How such a fund and support group can actually be put into practice, who would be involved, etc., etc… it’s not fully clear just yet. It’s a complicated issue, and at the mo we’re still at the thinking-it-over stage.
In the meantime we’re continuing to share our anti-troll experience and resulting know-how, advising how to conduct oneself in court, how to prepare, what arguments to use, and so on. Should such an support organization (with a full set of teeth) come into being, it would not only help thousands of genuine innovators putting new ideas into practice for the good of humanity and the planet, it would also ultimately – hopefully – break the Catch-22 of patent extortion: As soon as trolls’ legal costs outweigh their profits, and the legal costs of their victims go down accordingly, we’ll deprive the parasites of their economic raison d’être, and will see off the disease once and for all – having got to and destroyed the root cause of the illness.
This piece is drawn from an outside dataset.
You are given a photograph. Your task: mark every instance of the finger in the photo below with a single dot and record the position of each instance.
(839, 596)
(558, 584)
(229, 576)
Patent trolls – don’t get them mixed up in your mind with the furry little cuddly things with cat’s eyes as sketched in children’s books the world over. Patent trolls are ghastly, greedy, unscrupulous parasites, produce nothing, and only hoover up money from the tech avant garde. At the same time they have the gall to repeat to the world how important and helpful they are for society and global development (sic!)!
In 2011 in the US alone the troll racket cost around $80 billion taking into account all direct and indirect costs. I’m sure that for 2012 the sum won’t be any lower. And if we calculate losses over the last five years, they come to a whopping $400 billion! Where did all that money go? Not on new inventions that’s for sure. I wonder what we’d have got if that money wasn’t sucked out of innovation. Plenty, to be sure.
So the conclusion is clear: it’s time to bring the troll tragedy to an end once and for all. Let the battle commence.